Kensell told shareholders a strip of land adjacent to the City Stand and another behind the Barclay have been bought as part of a long term strategy designed to help establish the Canaries as one of the top 26 clubs in the country.

"We have purchased two parcels of land outside the ground. There was an opportunity and we took it," said Kensell, with the deals struck since returning to the Premier League and as such not included in the accounts formally presented to shareholders in attendance covering the 2018/19 campaign. "Both the parcels are way under the £500,000 mark. We have a strip between the City Stand and Koblenz Avenue.

"That would allow us to erect a stand because you are not allowed to do that and hang over a piece of land you don't own. The idea then is to adopt Carrow Road, so you could have ownership of the road.

"The other piece of land is directly behind the Barclay and that allows us to stop up the whole of Carrow Road.
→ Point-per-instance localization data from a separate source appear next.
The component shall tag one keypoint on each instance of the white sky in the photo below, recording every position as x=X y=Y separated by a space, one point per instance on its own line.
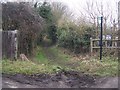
x=79 y=5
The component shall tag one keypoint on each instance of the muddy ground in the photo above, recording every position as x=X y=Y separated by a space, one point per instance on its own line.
x=64 y=79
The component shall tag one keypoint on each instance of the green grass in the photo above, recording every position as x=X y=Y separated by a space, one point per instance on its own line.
x=58 y=61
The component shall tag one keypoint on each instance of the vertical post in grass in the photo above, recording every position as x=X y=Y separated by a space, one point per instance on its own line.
x=101 y=34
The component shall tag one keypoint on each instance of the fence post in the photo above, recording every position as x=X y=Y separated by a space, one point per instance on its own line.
x=91 y=44
x=16 y=44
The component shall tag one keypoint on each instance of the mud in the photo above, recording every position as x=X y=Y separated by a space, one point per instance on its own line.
x=64 y=79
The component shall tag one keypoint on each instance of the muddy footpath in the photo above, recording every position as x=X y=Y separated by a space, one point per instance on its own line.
x=63 y=79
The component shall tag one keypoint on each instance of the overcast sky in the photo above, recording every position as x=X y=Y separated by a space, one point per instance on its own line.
x=79 y=5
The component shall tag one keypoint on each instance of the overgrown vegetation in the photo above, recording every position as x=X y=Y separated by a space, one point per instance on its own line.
x=46 y=64
x=36 y=38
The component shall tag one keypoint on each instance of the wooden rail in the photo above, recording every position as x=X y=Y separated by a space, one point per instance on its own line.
x=110 y=44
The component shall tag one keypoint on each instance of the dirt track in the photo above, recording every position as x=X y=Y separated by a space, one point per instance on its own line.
x=69 y=79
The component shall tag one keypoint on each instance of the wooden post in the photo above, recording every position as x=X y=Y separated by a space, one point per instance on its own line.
x=16 y=44
x=91 y=44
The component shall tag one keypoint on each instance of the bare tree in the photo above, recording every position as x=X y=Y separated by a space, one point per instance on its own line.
x=95 y=9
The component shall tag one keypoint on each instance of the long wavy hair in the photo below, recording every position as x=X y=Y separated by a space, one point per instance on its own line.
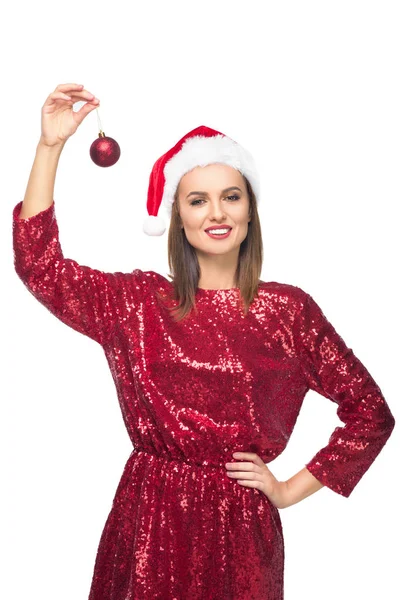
x=185 y=268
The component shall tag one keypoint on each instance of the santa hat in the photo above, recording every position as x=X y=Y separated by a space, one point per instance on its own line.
x=200 y=147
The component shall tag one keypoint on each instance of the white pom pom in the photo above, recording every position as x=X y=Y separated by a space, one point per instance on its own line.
x=154 y=225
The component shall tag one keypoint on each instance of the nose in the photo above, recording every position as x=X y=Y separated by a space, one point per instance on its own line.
x=216 y=210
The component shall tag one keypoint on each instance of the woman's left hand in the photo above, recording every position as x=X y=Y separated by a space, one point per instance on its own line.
x=256 y=474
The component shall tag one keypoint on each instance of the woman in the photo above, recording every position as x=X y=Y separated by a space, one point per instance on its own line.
x=211 y=370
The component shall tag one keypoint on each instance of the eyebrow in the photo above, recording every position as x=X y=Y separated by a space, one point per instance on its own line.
x=234 y=187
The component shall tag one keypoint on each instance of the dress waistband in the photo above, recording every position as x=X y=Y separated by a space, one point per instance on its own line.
x=209 y=462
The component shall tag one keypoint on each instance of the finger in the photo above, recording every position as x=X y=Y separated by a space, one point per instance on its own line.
x=85 y=110
x=57 y=96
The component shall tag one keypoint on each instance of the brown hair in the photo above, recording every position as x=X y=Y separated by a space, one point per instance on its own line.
x=184 y=265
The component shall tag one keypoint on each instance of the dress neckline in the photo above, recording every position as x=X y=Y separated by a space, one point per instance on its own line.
x=210 y=291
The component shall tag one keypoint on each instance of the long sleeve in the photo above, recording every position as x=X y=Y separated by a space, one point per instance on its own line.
x=332 y=370
x=83 y=298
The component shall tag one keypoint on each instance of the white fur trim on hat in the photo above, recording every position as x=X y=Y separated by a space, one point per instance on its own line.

"It represented excellent value so we took that opportunity for the club. What that now does is allow us to pull together a true feasibility study for what we need to do over the next three to five years but we can now deliver against those plans because we have the footprint around the stadium.

"Previously we did not. What we don't want to do is deliver pipe dreams, we want to deliver achievable aims as part of the club's plan to grow.

"It is all part of a longer term master plan. It is a long term plan. As a self-funded club we need a strategy to move forward on and off the pitch."

The 2018/19 accounts presented by the club contained a loss of £33m for the year to June 30 but included healthy forecasts for 2019/20 swelled by Premier League income to a projected £16m profit.

City's commercial income rose to almost £8.5m in the last set of accounts, with a forecast of £15.9m in 2019/20. That is part of a total income forecast to rise sharply from £36.5m to £126m.

Kensell, however, was forced to defend the club's commercial strategy from a shareholder who suggested they ranked bottom of the Premier League, with a paltry £3m.

"Your information is so incorrect," said Kensell, who oversaw a club record breaking shirt sponsorship deal with Dafabet last summer. "We have 83pc growth commercially. We have 46 partners.

"What I would say is when I arrived we had five. Our shirt sponsorship is higher than Sheffield United. That is a fact. I know that because the Sheffield United sponsor came to see us and we had three lined up. I would appreciate you get your facts right before you stand up."